At this moment, Alabama is in a state of legal and judicial disarray. A federal judge has declared the state’s constitutional amendment defining marriage as a union between a man and a woman unconstitutional, and in response the chief justice of the Alabama Supreme Court has held that the ruling is not actually binding and has admonished subordinate Alabama judicial officials not to comply with it. This is a messy situation.
My title–“Judicial Lawlessness in Alabama”–will be applied by liberal supporters of same-sex marriage to Alabama’s Chief Justice Roy Moore. They would have some ground to do so. After all, it is not usually the duty of a state judge to tell other state judges that they are not to comply with a federal court order.
On the other hand, it is not as if Chief Justice Moore started the conflict. That was done by the federal judge, Callie Granade, who issued a ruling striking down Alabama’s laws regarding marriage. This point is made at length and in depth by Robert McFarland in a Public Discourse piece that is very well done. The whole thing is worth reading and pondering, because it is a thoughtful account of the kind of damage this whole fight is doing to our institutions. But I’ll offer the following summary of McFarland’s arguments for why Judge Granade’s actions were not those of a prudent and responsible jurist.
First, the ruling is almost wholly gratuitous. As McFarland notes, and as almost everybody knows, this issue is currently before the Supreme Court of the United States. As far as federal judges like Granade are concerned, it will be settled in a few months. Why, then, should Granade think it is necessary to get out in front of the Supreme Court in this way? If the Court upholds the right of states to define marriage as a union between a man and a woman, her ruling will be effectively voided by this summer. If it goes the other way, any constitutional infractions the state of Alabama is committing will be resolved by this summer. In this state of things, there was no need for her to stir up this hornets’ nest in this way.
Second, federal judges are supposed to consider themselves bound by existing Supreme Court precedent. As McFarland notes, the operative precedent at the moment is Baker v. Nelson (1972), in which the Supreme Court held that a dispute like this presented no substantial federal question. Moreover, McFarland also observes that Granade is also implicitly going against the Supreme Court’s ruling on the Defense of Marriage Act in the Windsor case in 2012. There, Justice Kennedy’s opinion for the Court suggested that Congress had no business dealing with the question of marriage because it is primarily a state issue. If that is the case, then why should a federal district judge need to interfere?

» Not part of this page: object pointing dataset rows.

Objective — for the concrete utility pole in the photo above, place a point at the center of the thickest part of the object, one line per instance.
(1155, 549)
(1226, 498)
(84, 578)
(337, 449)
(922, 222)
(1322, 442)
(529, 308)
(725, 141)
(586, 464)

In general, I think it pretty bad for any federal district judge to void any law in the absence of a very clear reason to do it–its either being obviously in contradiction with the constitutional text, or obviously in contradiction with a controlling Supreme Court interpretation of the Constitution. Voiding democratically enacted laws on the basis of subtle and questionable constitutional reasoning is not something any court at any level should be doing. But if it is going to be done, it is certainly–if I may borrow an expression of President Obama’s–“above the pay grade” of a federal district court judge.